Add a central module:

  • src/shared/model-settings-compatibility.ts

Core API:

type DesiredModelSettings = {
  variant?: string
  reasoningEffort?: string
}

type ModelSettingsCompatibilityInput = {
  providerID: string
  modelID: string
  desired: DesiredModelSettings
}

type ModelSettingsCompatibilityChange = {
  field: "variant" | "reasoningEffort"
  from: string
  to?: string
  reason: string
}

type ModelSettingsCompatibilityResult = {
  variant?: string
  reasoningEffort?: string
  changes: ModelSettingsCompatibilityChange[]
}

Compatibility model

Phase 1 should be metadata-first where the platform exposes reliable capability data, and only fall back to family-based rules when that metadata is absent.

Variant compatibility

Preferred source of truth:

  • OpenCode/provider model metadata (variants)

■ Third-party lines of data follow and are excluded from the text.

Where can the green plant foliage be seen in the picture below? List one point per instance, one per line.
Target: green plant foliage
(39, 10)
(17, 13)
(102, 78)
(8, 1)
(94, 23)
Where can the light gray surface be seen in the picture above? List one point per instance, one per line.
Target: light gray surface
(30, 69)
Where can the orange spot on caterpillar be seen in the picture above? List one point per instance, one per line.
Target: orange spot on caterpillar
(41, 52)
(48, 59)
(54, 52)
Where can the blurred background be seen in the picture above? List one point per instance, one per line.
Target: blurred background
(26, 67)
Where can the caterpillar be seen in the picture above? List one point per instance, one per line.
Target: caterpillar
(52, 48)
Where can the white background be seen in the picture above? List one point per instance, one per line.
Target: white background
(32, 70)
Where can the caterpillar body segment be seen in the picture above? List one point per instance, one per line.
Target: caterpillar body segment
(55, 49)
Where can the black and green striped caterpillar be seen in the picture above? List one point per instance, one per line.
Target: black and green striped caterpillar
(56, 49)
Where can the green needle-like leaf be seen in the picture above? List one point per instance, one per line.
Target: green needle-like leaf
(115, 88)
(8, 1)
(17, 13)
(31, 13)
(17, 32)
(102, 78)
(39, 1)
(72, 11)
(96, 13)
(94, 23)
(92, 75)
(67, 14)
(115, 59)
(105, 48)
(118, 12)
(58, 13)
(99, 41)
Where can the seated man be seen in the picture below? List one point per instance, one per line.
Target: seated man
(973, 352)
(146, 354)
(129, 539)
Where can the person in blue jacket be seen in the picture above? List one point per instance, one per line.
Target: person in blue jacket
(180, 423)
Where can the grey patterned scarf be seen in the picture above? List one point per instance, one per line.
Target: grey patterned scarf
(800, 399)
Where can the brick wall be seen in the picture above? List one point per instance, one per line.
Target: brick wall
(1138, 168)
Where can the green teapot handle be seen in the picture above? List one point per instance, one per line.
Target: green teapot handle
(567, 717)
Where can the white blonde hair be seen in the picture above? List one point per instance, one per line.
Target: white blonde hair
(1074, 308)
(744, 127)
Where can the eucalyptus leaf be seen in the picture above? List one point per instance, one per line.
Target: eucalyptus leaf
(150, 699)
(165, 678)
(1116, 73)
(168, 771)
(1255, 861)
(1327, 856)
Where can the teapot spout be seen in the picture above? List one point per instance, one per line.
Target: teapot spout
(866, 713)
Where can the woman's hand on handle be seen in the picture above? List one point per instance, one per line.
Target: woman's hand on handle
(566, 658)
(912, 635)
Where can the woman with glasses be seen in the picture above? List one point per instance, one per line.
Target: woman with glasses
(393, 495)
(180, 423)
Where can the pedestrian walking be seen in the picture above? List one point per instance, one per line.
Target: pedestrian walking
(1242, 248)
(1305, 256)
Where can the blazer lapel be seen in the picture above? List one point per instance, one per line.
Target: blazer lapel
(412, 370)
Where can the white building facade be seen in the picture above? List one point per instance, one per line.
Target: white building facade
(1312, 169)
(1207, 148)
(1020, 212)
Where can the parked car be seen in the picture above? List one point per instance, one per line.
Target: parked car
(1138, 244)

Fallback when metadata is unavailable:

  • family-based ladders

Examples of fallback ladders:

  • Claude Opus family: low, medium, high, max
  • Claude Sonnet/Haiku family: low, medium, high
  • OpenAI GPT family: conservative family fallback only when metadata is missing
  • Unknown family: drop unsupported values conservatively

Reasoning effort compatibility

Current Phase 1 source of truth:

  • conservative model/provider family heuristics

Reason:

  • the currently available OpenCode SDK/provider metadata exposes model variants, but does not expose an equivalent per-model capability list for reasoningEffort levels

Examples:

  • GPT/OpenAI-style models: low, medium, high, xhigh where supported by family heuristics
  • Claude family via current OpenCode path: treat reasoningEffort as unsupported in Phase 1 and remove it

The resolver should remain pure model/settings logic only. Transport restrictions remain the responsibility of the request-building path.

Separation of concerns

This design intentionally separates:

  • model selection (resolveModel..., fallback chains)
  • settings compatibility (this resolver)
  • request transport compatibility (chat.params, prompt body constraints)

That keeps responsibilities clear:

  • choose model first
  • normalize settings second
  • build request third

First integration point

Phase 1 should first integrate into chat.params.

Why:

  • it is already the centralized path for request-time tuning
  • it can influence provider-facing options without leaking unsupported fields into prompt payload bodies
  • it avoids trying to patch every prompt constructor at once

Rollout plan

Phase 1

  • add resolver module and tests
  • integrate into chat.params
  • migrate anthropic-effort to either use the resolver or become a thin Claude-specific supplement around it

Phase 2

  • expand to thinking, maxTokens, temperature, top_p
  • formalize request-path capability tables if needed

Phase 3

  • centralize all variant/reasoning normalization away from scattered hooks and ad hoc callers

Risks

  • Overfitting family rules to current model naming conventions
  • Accidentally changing request semantics on paths that currently rely on implicit behavior
  • Mixing provider transport limitations with model capability logic

Mitigations

  • Keep resolver pure and narrowly scoped in Phase 1
  • Add explicit regression tests for keep/downgrade/drop decisions
  • Integrate at one central point first (chat.params)
  • Preserve existing behavior where desired values are already valid

Recommendation

Proceed with the central resolver as a new, isolated implementation in a dedicated branch/worktree. This is the clean long-term path and is more reviewable than continuing to add special-case clamps in hooks.